Numerical investigation of ethylene flame bubble instability induced by shock waves

In this paper, the ethylene/oxygen/nitrogen premixed flame instabilities induced by incident and reflected shock wave were investigated numerically. The effects of grid resolutions and chemical mechanisms on the flame bubble deformation process are evaluated. In the computational frame, the 2D multi-component Navier–Stokes equations with second-order flux-difference splitting scheme were used; the stiff chemical source term was integrated using an implicit ordinary differential equations (ODEs) solver. The two ethylene/oxygen/nitrogen chemical mechanisms, namely 3-step reduced mechanism and 35-step elementary skeletal mechanism, were used to examine the reliability of chemistry. On the other hand, the different grid sizes, Δx × Δy = 0.25 × 0.5mm and Δx × Δy = 0.15 × 0.2mm, were implemented to examine the accuracy of the grid resolution.
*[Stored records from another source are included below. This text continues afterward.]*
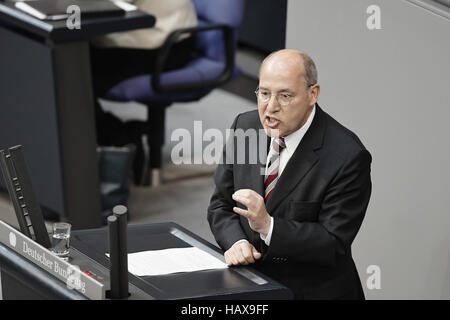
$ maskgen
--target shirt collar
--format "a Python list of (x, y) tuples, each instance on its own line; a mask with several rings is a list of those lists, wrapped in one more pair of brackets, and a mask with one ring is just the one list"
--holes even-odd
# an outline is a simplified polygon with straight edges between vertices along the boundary
[(293, 153), (295, 149), (297, 149), (297, 146), (299, 145), (300, 141), (302, 141), (306, 131), (308, 131), (309, 127), (311, 126), (315, 114), (316, 114), (316, 106), (313, 107), (313, 110), (311, 111), (308, 120), (306, 120), (305, 124), (300, 129), (297, 129), (296, 131), (284, 137), (284, 142), (286, 143), (286, 150), (289, 153)]

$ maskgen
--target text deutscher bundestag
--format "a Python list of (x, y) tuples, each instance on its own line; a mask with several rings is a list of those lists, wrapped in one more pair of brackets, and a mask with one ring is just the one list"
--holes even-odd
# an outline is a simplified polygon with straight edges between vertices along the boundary
[[(45, 252), (40, 254), (35, 249), (28, 246), (28, 244), (23, 242), (23, 252), (29, 255), (34, 260), (38, 261), (44, 267), (52, 270), (59, 274), (61, 277), (67, 280), (67, 285), (71, 289), (79, 289), (82, 293), (86, 292), (86, 283), (82, 281), (79, 277), (77, 277), (77, 273), (75, 269), (78, 269), (77, 266), (70, 266), (69, 268), (64, 268), (64, 266), (60, 266), (58, 261), (51, 261), (47, 259)], [(70, 286), (69, 286), (70, 285)]]

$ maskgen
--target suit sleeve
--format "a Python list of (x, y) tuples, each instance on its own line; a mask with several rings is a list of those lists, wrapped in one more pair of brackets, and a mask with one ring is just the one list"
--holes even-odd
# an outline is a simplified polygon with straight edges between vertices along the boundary
[(284, 257), (290, 261), (335, 265), (347, 254), (361, 227), (372, 184), (367, 150), (348, 159), (328, 187), (318, 222), (299, 222), (274, 217), (270, 246), (264, 259)]
[[(236, 129), (238, 117), (231, 129)], [(230, 135), (223, 148), (221, 163), (214, 173), (216, 188), (208, 207), (208, 222), (217, 243), (223, 250), (228, 250), (238, 240), (248, 240), (242, 229), (239, 215), (234, 213), (235, 201), (231, 198), (234, 193), (233, 164), (234, 136)]]

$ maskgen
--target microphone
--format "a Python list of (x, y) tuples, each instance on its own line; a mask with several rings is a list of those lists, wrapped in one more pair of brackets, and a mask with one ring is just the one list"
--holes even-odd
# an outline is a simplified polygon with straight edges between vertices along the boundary
[(119, 205), (109, 216), (110, 298), (125, 299), (128, 293), (127, 208)]

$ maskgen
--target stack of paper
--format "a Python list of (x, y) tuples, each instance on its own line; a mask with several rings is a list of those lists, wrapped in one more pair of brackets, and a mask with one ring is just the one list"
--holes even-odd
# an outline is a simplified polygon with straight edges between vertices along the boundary
[(137, 276), (156, 276), (227, 268), (225, 262), (196, 247), (150, 250), (128, 254), (128, 271)]

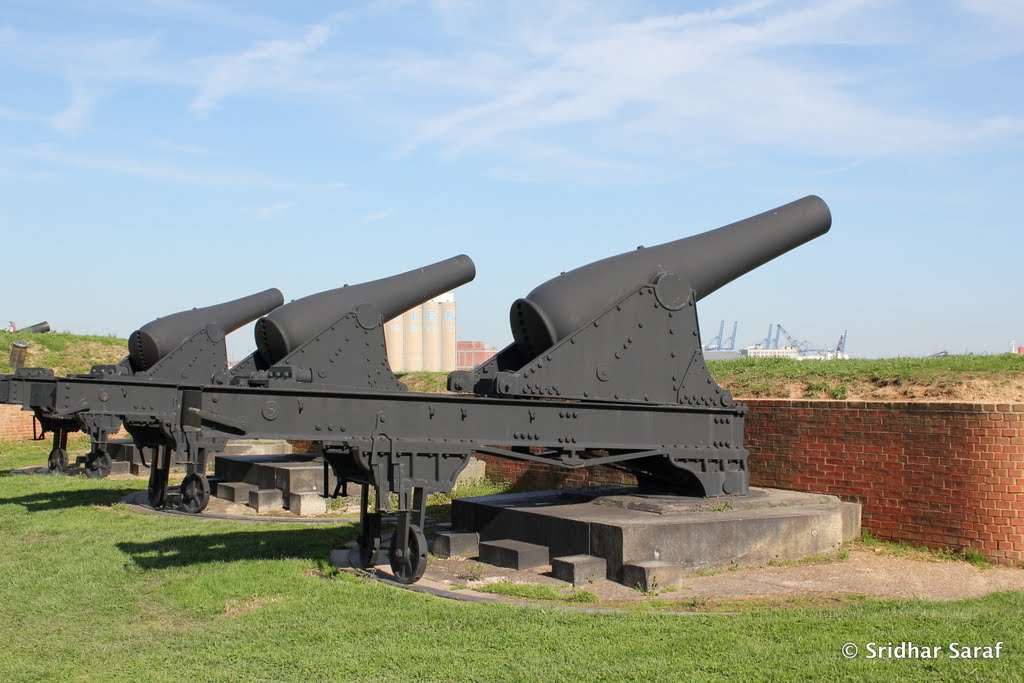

The computational results were qualitatively validated with experimental results of Thomas et al. (Combust Theory Model 5:573–594, 2001). Two chemical mechanisms and two grid resolutions used in present study can qualitatively reproduce the ethylene spherical flame instability process generated by an incident shock wave of Mach number 1.7. For the case of interaction between the flame and reflected shock waves, the 35-steps mechanism qualitatively predicts the physical process and is somewhat independent on the grid resolutions, while the 3-steps mechanism fails to reproduce the instability of ethylene flame for the two selected grid resolutions. It is concluded that the detailed chemical mechanism, which includes the chain elementary reactions of fuel combustion, describes the flame instability induced by shock wave, in spite of the fact that the flame thickness (reaction zone) is represented by 1–2 grids only.